ŞİİRLERE SIĞMAYAN ÇOCUKLAR

Metin Önal Mengüşoğlu, “Filistinli Çocuklar” şiriinde, bizi şu hüzünlü ortama taşıyor: “Kim bilir kaç yerinden kırılmış kollarınız/ Hâlâ çalışan kalbinizin bedeli/Kim bilir kaçtı/ Kurşun gelip sizi bulmadan önce /Filistin’de olup bitenler/Zevkli bir saklambaçtı/Çeliğe karşı nasıl dayanır/Siz karton mızraklısınız çocuklar/Küçük canlarınızı telef etse de/Düşman/Ve mahzun bakışlarınız yere/Binlerce yıldız ekse de/Su yerine kan aksa da/Çeşmelerinizden/Siz yine benim/Kalbimde/Saklısınız/Çocuklar” Gökhan Akçiçek de Filistinli çocuklar için annelerden ninniler ister: “Anneler,/Ninniler biriktirin/Çok çok ninniler./Yerleştirin bir zarfın içine/Öpücüklerinizle pullayın;/Akdeniz’e doğru/Uçan her kuşla/Filistinli çocuklara yollayın.” Cahit Zarifoğlu’nun mısraları ise Müslümanlara sitem yüklüdür: “Beyrut’un gözyaşları şimdi/Kudüs’ün yanıbaşında/Müslümanlarsa uzakta/Sanki başka/Gelinmez bir dünyada” Filistin topraklarındaki, Kudüs ve Gazze şehirlerindeki acıların şiirlerini sadece adlarını andığımız şairlerimiz yazmadı. Sezai Karakoç’tan Mehmet Âkif İnan’a, Dilâver Cebeci’den Erdem Bayazıt’a pek çok gerçek şairimiz de hislerini kaleme aldı. Ne yapsın şairler? Onların silahı edebiyat, mermileri kelimeler, kılıçları şiirlerdir. Ama zalimlerin kara yüzünden çıkmayacak birer tokattır bu eserler! Tıpkı Mehmed Âkif’in “Çanakkale Destanı” gibi… İsrail ve şürekâsı, bugün bütün dünyada nefretle anılıyor, yarın da lanetle hatırlanacak.

YAKANIZI BIRAKMAYACAĞIZ

Bugün Gazze’de ve Filistin’in diğer bölgelerinde yaşananları unutmayacağız. Aliya’nın dediği gibi soykırımın tekrarlanmaması için İsrail’in yaptığı cinayetleri unutmayacağız, unutturmayacağız. Mahşerde bu kötülüklerin hesabı elbette sorulacak. Ama biz dünyada da İsrail ve suç ortaklarının yakasına sarılacağız. Türkiye Cumhuriyeti Devleti, bu işin peşini bırakmayacak. Cumhurbaşkanımız Recep Tayyip Erdoğan, her ortamda ve fırsatta bu canilere hesap soracak. İsrail, Ortadoğu haritasından silinip defedilinceye kadar bu kavga sürecek. Zira İsrail sadece Filistinliler için tehlikeli değil, bölgedeki bütün ülkeler için de her an patlamaya hazır bir bomba gibidir. Dünyanın barışını, huzurunu ve esenliğini isteyen bütün devletler, hastalıklı ruh taşıyan bu Siyonistlere karşı müteyakkız olmak zorunda! Artık hiçbir yer, İsrailli teröristler için asla güvenilir olmayacaktır!
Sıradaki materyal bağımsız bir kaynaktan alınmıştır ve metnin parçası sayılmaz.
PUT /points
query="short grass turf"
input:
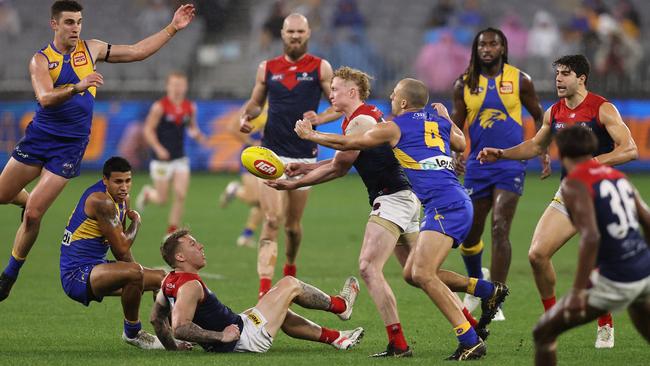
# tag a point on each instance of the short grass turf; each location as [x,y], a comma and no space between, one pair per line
[39,324]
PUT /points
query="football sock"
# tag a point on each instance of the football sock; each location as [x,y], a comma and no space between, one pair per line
[466,334]
[265,286]
[605,320]
[548,303]
[15,263]
[248,232]
[470,318]
[480,288]
[328,335]
[337,305]
[289,270]
[472,258]
[396,336]
[131,329]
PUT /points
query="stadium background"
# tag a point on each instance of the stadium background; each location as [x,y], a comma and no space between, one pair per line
[220,51]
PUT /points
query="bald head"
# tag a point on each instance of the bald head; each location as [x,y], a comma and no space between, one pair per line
[295,20]
[414,91]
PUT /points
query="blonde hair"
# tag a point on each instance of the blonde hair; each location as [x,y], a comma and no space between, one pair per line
[360,78]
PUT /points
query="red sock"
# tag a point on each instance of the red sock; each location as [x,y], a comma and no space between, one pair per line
[469,318]
[337,305]
[289,270]
[396,336]
[328,335]
[265,286]
[548,303]
[606,320]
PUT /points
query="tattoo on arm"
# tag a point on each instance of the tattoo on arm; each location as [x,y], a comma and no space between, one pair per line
[312,298]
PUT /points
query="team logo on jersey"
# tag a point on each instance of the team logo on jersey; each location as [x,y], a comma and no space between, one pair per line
[489,116]
[79,58]
[305,77]
[505,87]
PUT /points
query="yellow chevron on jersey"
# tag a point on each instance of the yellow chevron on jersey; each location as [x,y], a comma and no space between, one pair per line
[507,89]
[64,68]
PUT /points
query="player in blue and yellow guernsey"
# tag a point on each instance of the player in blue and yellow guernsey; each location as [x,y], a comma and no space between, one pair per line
[293,84]
[96,225]
[488,99]
[422,143]
[610,215]
[65,82]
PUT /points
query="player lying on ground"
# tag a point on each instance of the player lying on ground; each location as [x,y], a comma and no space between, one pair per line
[198,316]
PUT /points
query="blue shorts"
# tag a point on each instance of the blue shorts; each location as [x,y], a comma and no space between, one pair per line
[481,184]
[59,155]
[76,284]
[453,220]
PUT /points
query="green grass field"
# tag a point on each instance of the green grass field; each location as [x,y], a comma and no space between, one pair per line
[39,324]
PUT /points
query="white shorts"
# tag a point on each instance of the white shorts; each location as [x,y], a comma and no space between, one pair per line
[286,161]
[254,337]
[558,203]
[163,170]
[614,296]
[401,208]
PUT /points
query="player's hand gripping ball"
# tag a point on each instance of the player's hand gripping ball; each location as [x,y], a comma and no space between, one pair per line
[262,162]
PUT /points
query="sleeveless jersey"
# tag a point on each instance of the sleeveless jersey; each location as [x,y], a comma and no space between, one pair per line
[73,117]
[585,114]
[623,254]
[171,128]
[210,313]
[380,172]
[424,152]
[494,117]
[293,88]
[83,243]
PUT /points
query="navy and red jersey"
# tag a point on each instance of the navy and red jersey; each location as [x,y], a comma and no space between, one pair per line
[171,128]
[623,254]
[585,114]
[293,89]
[210,313]
[378,168]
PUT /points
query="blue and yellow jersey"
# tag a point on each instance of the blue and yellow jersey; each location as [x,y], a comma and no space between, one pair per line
[494,117]
[73,117]
[258,123]
[83,242]
[424,152]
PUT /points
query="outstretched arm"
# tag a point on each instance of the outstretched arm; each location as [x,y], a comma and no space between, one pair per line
[160,321]
[146,47]
[624,147]
[336,168]
[187,298]
[381,133]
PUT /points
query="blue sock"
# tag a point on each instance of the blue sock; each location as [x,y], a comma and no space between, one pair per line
[466,334]
[480,288]
[131,329]
[472,257]
[13,267]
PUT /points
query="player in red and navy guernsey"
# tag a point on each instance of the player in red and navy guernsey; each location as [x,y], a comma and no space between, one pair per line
[577,106]
[198,316]
[293,84]
[164,131]
[610,216]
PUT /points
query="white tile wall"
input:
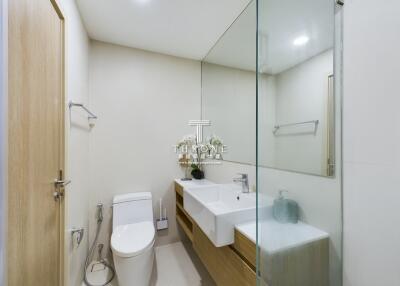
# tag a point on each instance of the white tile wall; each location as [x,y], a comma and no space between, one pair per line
[371,143]
[77,138]
[144,101]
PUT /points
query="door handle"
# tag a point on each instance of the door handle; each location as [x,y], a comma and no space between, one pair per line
[61,183]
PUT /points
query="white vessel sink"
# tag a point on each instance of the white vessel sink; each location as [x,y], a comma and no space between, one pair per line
[218,208]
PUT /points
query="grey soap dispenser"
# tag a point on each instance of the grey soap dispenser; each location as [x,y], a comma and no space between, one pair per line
[285,210]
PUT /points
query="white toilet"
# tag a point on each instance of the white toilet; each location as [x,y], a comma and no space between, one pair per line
[133,238]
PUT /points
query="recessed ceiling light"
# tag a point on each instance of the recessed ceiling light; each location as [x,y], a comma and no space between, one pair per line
[301,41]
[142,1]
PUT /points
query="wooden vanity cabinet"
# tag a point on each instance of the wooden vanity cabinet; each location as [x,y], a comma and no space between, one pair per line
[232,265]
[235,265]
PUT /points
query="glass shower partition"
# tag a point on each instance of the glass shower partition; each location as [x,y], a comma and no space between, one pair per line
[299,217]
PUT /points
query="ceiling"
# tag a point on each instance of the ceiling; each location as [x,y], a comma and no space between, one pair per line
[280,23]
[182,28]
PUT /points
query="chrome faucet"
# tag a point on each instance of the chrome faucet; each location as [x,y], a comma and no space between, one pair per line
[244,179]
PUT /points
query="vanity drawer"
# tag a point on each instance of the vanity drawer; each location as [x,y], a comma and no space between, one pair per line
[225,266]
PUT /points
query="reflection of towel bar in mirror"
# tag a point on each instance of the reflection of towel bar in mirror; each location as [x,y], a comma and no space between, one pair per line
[277,127]
[91,114]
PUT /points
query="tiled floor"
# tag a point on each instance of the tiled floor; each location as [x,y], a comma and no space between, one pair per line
[175,265]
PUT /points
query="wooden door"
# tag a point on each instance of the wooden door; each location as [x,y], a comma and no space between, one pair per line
[36,143]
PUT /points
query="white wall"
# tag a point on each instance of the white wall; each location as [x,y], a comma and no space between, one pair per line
[144,101]
[77,142]
[371,143]
[228,99]
[302,95]
[3,134]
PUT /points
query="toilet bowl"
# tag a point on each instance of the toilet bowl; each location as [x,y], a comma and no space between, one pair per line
[132,240]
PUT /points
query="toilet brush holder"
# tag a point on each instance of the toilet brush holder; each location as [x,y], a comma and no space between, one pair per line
[162,223]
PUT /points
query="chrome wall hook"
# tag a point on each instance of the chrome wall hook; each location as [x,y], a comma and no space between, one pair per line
[77,234]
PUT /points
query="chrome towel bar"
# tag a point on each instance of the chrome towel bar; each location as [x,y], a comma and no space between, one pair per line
[277,127]
[91,114]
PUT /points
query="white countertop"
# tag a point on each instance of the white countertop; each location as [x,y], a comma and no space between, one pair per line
[275,236]
[193,183]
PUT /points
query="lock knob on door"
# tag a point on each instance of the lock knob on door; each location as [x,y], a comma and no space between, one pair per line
[60,185]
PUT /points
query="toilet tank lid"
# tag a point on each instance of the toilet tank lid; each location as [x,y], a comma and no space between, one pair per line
[132,197]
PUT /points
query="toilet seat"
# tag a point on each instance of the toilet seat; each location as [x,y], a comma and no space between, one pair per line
[132,239]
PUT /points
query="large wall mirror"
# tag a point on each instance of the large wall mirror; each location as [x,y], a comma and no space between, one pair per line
[296,98]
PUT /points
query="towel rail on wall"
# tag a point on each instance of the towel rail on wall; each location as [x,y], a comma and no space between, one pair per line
[277,127]
[91,114]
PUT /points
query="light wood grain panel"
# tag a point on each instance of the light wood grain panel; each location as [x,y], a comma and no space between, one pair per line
[36,143]
[224,265]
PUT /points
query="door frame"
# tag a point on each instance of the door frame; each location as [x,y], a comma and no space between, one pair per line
[3,138]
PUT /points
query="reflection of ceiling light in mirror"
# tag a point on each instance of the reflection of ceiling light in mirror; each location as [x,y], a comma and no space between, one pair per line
[142,1]
[301,41]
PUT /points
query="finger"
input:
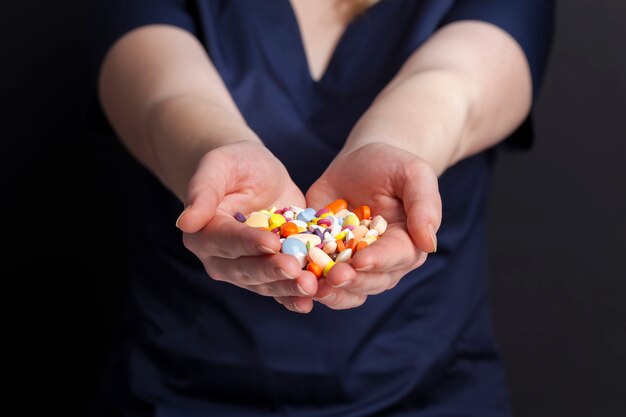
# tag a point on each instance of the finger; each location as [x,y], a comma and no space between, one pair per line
[338,298]
[254,270]
[422,203]
[372,283]
[303,286]
[393,251]
[207,188]
[225,237]
[296,304]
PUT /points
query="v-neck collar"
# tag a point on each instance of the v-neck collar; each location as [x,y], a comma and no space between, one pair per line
[343,42]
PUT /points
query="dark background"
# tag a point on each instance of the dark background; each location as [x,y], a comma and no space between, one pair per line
[558,227]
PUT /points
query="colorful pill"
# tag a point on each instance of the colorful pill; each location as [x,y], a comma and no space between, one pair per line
[363,212]
[258,220]
[328,267]
[379,224]
[362,244]
[360,231]
[344,255]
[337,205]
[319,257]
[306,237]
[315,268]
[293,246]
[288,229]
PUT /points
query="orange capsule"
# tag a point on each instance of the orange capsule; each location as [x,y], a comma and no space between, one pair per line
[288,229]
[363,212]
[337,205]
[361,245]
[315,268]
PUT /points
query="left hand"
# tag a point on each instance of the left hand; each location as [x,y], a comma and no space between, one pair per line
[401,187]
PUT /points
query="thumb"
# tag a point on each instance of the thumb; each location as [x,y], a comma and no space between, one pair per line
[207,189]
[422,203]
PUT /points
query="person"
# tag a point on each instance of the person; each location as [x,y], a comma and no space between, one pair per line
[238,106]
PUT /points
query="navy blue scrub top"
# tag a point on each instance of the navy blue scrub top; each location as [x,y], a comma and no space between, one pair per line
[191,346]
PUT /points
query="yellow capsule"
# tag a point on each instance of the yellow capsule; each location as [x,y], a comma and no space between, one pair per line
[257,220]
[328,267]
[277,220]
[351,220]
[341,235]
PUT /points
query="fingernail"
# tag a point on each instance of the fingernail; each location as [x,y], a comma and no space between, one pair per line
[433,236]
[343,284]
[283,273]
[301,290]
[265,249]
[182,214]
[365,268]
[327,297]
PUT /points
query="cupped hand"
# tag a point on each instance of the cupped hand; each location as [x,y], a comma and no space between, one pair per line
[402,188]
[244,177]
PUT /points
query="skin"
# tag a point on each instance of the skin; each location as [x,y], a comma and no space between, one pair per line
[463,91]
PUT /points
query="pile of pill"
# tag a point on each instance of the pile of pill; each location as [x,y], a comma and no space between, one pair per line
[319,239]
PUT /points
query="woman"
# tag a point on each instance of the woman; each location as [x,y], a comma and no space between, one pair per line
[242,105]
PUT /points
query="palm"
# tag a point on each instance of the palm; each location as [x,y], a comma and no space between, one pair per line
[403,189]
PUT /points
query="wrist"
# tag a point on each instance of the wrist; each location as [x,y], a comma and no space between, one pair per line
[426,114]
[182,130]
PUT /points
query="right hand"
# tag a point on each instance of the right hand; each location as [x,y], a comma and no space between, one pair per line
[244,177]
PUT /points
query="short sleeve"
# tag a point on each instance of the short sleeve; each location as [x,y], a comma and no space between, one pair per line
[530,23]
[109,20]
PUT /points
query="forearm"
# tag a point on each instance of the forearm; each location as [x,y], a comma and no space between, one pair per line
[465,90]
[179,132]
[167,103]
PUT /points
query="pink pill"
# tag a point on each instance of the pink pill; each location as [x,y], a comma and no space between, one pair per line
[321,211]
[324,222]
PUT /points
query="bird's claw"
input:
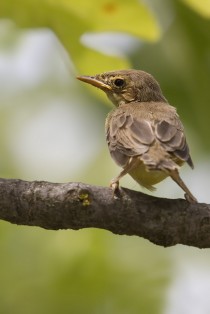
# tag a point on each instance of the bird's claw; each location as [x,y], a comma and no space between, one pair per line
[114,185]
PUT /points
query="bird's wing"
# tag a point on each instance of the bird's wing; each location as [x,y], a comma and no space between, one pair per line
[129,136]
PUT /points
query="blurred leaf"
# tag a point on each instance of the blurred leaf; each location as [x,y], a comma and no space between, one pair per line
[69,20]
[201,7]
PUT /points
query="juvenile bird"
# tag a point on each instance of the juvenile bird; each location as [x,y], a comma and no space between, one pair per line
[144,133]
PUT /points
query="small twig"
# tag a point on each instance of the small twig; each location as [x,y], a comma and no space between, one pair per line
[165,222]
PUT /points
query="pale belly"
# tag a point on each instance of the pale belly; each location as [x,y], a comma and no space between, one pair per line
[147,178]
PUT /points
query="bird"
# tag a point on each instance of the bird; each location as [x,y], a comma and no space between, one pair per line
[144,133]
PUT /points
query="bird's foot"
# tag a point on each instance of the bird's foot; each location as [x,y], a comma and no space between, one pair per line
[114,185]
[190,198]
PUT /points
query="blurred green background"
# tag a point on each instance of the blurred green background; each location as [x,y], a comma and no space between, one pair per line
[52,128]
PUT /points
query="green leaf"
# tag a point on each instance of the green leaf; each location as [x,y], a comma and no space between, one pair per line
[202,7]
[71,19]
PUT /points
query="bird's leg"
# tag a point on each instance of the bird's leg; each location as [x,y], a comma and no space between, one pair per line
[132,163]
[188,195]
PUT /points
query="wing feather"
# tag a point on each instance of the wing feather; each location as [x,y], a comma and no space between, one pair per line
[129,136]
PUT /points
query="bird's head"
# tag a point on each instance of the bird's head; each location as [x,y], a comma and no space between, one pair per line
[126,86]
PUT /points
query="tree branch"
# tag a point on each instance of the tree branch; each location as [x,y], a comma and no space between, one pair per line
[165,222]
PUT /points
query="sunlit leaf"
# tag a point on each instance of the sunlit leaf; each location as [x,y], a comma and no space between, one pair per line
[70,19]
[201,7]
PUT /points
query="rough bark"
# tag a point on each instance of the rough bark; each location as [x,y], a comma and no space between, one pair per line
[165,222]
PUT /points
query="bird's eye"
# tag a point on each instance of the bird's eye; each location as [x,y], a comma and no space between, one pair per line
[119,82]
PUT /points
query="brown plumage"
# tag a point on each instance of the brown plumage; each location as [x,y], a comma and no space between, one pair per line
[144,133]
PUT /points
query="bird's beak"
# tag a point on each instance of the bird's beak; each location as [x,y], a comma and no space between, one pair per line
[94,81]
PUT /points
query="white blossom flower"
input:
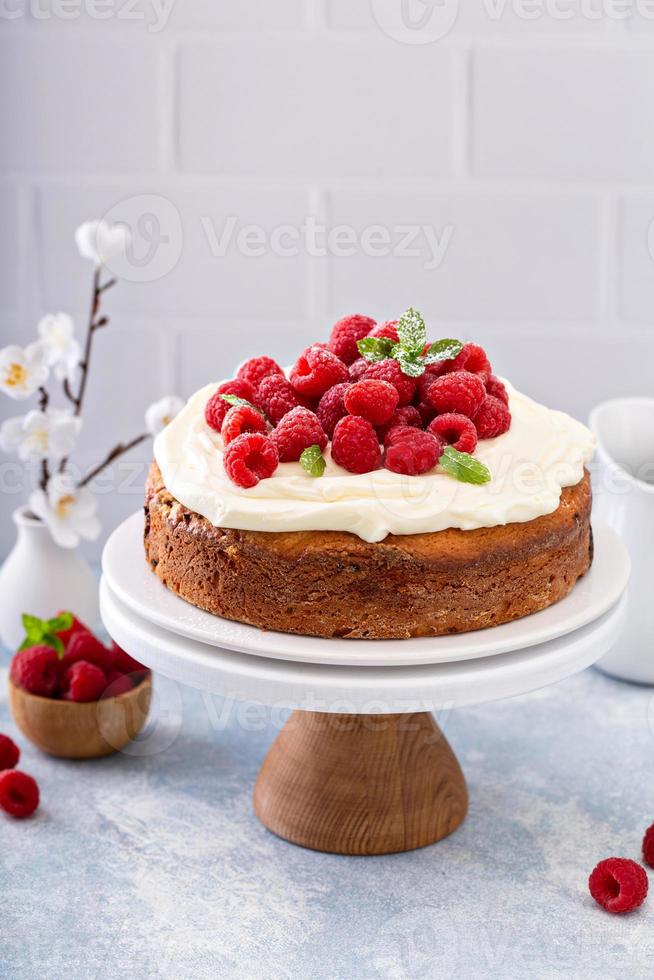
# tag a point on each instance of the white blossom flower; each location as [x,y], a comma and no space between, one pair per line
[62,350]
[67,510]
[161,413]
[101,242]
[40,435]
[22,370]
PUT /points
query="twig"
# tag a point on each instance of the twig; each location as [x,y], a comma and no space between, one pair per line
[111,456]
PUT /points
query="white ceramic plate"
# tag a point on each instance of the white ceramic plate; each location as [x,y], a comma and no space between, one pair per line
[137,587]
[350,689]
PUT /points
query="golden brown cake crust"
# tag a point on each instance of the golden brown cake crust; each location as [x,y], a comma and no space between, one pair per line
[333,584]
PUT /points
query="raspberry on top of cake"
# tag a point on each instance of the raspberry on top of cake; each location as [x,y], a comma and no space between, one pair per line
[378,431]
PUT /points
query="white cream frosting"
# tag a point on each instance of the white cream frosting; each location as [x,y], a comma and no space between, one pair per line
[542,452]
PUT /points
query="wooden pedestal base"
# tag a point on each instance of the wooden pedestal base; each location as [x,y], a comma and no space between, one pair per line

DUALAR KAVLİ VE FİİLİ OLMALI

Mübarek bayramları biz Müslümanlara zehir edenlere karşı Allah’ın “Kahhar” sıfatının tecelli etmesini dileyeceğiz elbette. Müminlerin bu eziyetlerden, katliamlardan, ölümlerden kurtulması için gece gündüz dua edeceğiz. Ama bu bizim kavli (sözlü) duamızdır. Bununla birlikte ‘fiili dua’ya da devam edeceğiz. Üstümüze düşeni yapacak, Müslümanlık ve insanlık vazifemizi harfiyen yerine getireceğiz. Filistinli mazlumlara sahip çıkmayan, onlara eserlerinde yer vermeyen yazarlara, şairlere, müzisyenlere, ressamlara yazıklar olsun! Bu insanlık düşmanı Siyonistlere karşı cephe alan vicdanlı, imanlı ve hakikatli sanatkârlara, münevverlere, gazetecilere selam olsun! İşini mükemmel biçimde yapmayan tembel, pısırık, âciz, miskin ve ruhsuz kişilere yazıklar olsun! İcra ettiği mesleğini Türkiye’mizin, Türk-İslam âleminin büyümesi, yücelmesi ve güçlenmesine, insanlığın hayrına ve iyiliğine kullananlara selam! İnşallah Müslümanların ve insanlığın ortak gayretiyle mazlum Filistinliler kurtulacak, Siyonist İsrail ise sonsuza kadar yok olacaktır.